Sleep Architecture and REM Sleep Measures in Prepubertal Children With Major Depression: A Controlled Study

Author Affiliations

From the Department of Psychiatry, College of Physicians and Surgeons, Columbia University, New York, and the New York State Psychiatric Institute, New York (Dr Puig-Antich, Messrs Goetz, Davies, and Thompson, Ms Hanlon, Dr Chambers, and Ms Tabrizi) and the Laboratory of Human Chronophysiology, Department of Neurology, Albert Einstein College of Medicine and Montefiore Hospital and Medical Center, Bronx, NY (Dr Weitzman).

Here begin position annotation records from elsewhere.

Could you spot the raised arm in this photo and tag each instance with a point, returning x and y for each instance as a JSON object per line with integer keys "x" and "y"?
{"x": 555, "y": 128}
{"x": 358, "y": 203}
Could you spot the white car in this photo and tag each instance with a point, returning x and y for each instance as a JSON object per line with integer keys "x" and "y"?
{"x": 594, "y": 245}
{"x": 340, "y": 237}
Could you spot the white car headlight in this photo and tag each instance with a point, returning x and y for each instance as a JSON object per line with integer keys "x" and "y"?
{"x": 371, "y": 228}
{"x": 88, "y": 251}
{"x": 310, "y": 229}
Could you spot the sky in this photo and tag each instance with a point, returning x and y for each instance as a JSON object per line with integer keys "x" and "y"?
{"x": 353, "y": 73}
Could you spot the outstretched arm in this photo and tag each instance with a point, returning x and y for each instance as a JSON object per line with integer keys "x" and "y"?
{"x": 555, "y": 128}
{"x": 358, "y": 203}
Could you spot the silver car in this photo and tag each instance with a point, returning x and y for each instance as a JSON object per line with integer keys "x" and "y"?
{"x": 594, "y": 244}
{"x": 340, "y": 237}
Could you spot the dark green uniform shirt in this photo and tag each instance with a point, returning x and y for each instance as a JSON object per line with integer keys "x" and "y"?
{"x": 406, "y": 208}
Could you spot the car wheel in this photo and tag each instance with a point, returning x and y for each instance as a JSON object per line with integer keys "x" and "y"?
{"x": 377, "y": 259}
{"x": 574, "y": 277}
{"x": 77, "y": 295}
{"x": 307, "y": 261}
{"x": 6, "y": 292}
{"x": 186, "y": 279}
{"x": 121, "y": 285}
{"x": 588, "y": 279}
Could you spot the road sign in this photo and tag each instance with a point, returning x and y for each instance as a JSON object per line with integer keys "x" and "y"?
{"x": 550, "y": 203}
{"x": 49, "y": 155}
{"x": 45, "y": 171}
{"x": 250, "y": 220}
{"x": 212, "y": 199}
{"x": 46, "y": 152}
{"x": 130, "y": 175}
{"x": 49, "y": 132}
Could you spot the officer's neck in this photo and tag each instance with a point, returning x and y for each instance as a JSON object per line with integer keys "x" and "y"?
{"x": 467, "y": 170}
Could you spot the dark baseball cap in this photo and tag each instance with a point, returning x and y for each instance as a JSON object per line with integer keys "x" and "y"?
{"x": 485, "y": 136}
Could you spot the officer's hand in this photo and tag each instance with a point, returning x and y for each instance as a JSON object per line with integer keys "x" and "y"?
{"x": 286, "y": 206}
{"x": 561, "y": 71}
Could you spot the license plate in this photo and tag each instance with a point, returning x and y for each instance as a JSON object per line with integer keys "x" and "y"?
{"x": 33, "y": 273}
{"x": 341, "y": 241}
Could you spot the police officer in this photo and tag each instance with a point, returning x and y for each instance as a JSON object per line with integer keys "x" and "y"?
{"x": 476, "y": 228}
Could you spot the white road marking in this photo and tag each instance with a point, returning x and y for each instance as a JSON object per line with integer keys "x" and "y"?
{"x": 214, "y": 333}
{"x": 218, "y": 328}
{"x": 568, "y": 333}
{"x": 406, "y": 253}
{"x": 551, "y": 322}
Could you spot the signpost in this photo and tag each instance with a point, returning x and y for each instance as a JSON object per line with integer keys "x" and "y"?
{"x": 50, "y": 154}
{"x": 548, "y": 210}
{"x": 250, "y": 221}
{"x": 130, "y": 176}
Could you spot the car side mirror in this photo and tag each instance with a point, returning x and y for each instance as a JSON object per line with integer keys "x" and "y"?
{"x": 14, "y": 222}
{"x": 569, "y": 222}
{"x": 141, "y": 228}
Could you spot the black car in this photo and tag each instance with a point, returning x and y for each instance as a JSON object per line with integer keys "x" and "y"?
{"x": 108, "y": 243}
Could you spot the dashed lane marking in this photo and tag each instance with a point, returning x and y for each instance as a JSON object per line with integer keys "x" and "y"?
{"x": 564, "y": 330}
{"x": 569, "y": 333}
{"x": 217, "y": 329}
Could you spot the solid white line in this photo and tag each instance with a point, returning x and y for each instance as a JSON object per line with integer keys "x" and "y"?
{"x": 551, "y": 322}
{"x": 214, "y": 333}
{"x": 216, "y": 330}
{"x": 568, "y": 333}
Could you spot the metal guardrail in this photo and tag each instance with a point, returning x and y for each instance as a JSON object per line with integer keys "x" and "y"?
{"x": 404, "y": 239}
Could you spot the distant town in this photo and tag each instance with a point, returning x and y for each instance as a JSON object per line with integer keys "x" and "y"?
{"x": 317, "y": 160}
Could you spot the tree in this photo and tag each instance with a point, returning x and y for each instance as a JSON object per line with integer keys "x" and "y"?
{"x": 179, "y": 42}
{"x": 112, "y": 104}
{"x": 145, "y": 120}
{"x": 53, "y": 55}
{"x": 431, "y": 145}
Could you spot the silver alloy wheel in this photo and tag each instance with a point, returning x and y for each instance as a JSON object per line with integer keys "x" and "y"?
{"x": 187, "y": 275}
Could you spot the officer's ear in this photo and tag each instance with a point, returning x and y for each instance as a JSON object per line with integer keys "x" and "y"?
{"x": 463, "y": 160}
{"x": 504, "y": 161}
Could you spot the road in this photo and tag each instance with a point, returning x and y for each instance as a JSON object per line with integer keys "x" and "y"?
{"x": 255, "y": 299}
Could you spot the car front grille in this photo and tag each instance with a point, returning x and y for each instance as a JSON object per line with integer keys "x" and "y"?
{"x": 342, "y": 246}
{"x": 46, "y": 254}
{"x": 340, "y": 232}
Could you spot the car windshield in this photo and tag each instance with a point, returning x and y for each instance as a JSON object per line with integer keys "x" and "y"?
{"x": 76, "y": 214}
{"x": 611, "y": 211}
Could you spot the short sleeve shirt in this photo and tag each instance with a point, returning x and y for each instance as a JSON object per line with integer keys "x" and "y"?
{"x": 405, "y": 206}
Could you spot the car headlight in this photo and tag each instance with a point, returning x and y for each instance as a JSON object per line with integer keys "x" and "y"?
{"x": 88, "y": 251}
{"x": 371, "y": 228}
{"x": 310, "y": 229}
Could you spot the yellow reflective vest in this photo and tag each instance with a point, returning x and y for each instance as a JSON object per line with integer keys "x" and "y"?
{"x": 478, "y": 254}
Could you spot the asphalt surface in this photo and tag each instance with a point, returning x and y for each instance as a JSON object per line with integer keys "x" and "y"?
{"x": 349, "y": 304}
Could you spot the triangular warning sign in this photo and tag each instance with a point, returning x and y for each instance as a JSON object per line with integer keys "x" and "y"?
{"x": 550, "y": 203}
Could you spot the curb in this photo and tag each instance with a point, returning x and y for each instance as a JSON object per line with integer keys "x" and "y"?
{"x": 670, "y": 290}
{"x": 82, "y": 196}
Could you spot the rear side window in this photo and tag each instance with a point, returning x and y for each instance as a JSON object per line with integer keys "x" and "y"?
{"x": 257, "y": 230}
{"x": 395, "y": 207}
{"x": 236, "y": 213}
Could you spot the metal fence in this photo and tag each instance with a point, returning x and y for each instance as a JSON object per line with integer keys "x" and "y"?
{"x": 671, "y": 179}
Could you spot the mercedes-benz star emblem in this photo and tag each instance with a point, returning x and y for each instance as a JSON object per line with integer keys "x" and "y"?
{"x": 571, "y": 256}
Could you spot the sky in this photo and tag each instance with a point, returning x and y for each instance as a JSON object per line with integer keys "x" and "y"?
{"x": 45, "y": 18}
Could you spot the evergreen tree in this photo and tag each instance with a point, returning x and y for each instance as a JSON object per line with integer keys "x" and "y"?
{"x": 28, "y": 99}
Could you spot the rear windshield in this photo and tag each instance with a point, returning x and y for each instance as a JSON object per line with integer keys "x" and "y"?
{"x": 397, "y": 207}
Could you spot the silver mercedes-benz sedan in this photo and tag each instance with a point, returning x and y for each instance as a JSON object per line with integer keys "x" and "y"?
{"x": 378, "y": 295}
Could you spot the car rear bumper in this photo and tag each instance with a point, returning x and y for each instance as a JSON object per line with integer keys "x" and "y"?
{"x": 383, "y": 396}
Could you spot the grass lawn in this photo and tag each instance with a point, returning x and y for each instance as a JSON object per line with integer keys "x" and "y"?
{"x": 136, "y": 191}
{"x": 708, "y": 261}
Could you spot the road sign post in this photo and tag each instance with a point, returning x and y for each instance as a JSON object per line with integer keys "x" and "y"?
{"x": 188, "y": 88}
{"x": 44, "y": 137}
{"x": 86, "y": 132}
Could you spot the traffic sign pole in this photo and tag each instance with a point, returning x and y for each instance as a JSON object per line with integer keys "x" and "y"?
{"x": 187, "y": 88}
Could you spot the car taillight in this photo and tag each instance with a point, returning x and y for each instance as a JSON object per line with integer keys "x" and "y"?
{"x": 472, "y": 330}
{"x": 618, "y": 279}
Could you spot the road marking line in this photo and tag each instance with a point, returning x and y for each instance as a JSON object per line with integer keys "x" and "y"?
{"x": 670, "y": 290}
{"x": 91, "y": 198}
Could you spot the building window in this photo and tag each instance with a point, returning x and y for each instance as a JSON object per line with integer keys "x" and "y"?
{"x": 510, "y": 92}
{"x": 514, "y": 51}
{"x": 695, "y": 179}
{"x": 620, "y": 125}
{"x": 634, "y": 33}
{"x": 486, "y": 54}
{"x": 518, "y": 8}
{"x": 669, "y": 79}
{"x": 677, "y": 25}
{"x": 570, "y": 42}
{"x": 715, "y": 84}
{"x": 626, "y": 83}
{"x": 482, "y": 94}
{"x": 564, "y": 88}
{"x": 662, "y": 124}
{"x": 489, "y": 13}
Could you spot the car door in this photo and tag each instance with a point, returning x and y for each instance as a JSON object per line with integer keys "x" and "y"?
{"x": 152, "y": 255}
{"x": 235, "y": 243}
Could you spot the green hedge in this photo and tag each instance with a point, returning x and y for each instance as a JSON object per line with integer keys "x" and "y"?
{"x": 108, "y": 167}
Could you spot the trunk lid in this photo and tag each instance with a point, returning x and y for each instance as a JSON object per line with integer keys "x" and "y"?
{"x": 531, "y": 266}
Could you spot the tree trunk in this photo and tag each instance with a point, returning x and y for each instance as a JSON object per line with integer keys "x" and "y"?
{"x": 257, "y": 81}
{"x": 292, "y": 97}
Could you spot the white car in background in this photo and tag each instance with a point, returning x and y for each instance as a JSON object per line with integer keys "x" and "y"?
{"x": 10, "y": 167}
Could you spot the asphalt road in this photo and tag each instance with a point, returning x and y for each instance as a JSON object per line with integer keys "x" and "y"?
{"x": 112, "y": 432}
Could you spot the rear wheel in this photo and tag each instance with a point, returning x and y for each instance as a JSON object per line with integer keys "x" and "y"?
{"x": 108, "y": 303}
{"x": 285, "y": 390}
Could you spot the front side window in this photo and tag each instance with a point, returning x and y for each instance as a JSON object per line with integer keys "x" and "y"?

Arch Gen Psychiatry. 1982;39(8):932-939. doi:10.1001/archpsyc.1982.04290080046007
Abstract

• We performed a three-night polysomnographic study of 54 rigorously assessed, drug free, prepubertal children who fit unmodified Research Diagnostic Criteria for major depressive disorder, and two groups of nondepressed controls (25 with emotional disorders and 11 who were normal). The groups did not differ polysomnographically, even though a high proportion of depressives and neurotics reported sleep disturbance in structured interviews. Sleep stage data do not appear to differentiate children with prepubertal major depressive disorders from nondepressed neurotic or normal children. Other psychobiologic findings in prepubertal depressives together with marked age effects on polysomnographic correlates of adult major depressive disorders suggest the hypothesis that polysomnographic abnormalities in adult major depressives are secondary to an interaction between depression and age.